Afghan farmers ready to swamp world with heroin

greenspun.com : LUSENET : Grassroots Information Coordination Center (GICC) : One Thread

TUESDAY SEPTEMBER 25 2001 Flood of cheap Afghan heroin FROM STEPHEN FARRELL IN ISLAMABAD AFGHAN farmers are ready to swamp world markets with heroin amid signs that the Taleban has dropped its ban on opium growing. The ban was imposed by Mullah Muhammad Omar last year, leaving many farmers ruined. But the sudden halving of the price of raw opium to $250 a kg suggests the decree has been reversed. Even if it remains in place, desperate farmers are expected to resume planting next month while Taleban security forces are engaged elsewhere.

One source confirmed last night: “There has definitely been a decrease in the price of opium in Afghanistan in recent days. This would happen either because people expect an increase in supply or a decrease in demand, and if there is one thing from Afghanistan which is guaranteed to have an international demand, it is opium.”
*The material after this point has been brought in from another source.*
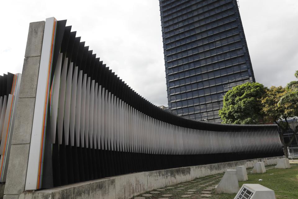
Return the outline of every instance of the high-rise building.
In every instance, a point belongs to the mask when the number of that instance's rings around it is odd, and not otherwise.
[[[159,0],[169,108],[219,123],[224,96],[255,82],[237,0]]]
Afghanistan produced 75 per cent of the world’s opium last year and Mullah Omar’s ban was seen as one of the few attempts by a pariah regime to gain credit with the international community. Its enforcement was ruthless and efficient. UN figures show that Afghanistan’s opium production was 4,600 tonnes in 1999, but this is thought to have dropped to 100 tonnes this year.

The respite, however, may prove short-lived. One Western source said: “The farmers have to decide by mid-October if they are going to plant. The more we move into a campaign the more incentive they have to cultivate poppies.”

http://www.thetimes.co.uk/article/0,,2001330016-2001332309,00.html

-- Martin Thompson (mthom1927@aol.com), September 24, 2001

Answers

Oh, what a jolly thought. Out of the frying pan and into the fire.

-- Big Cheese (bigcheese@multimax.net), September 25, 2001.

I've read several stories about how we can't hurt the Afghans more than has already occurred because the Russians rolled over their country. True sob stories about how there farms were destroyed, school, hospitals etc.

Well its seems they got there farms up and running, doesn't it? If they're starving I suggest they switch to a food crop. Afghanistan is the leading producer of opium in the world.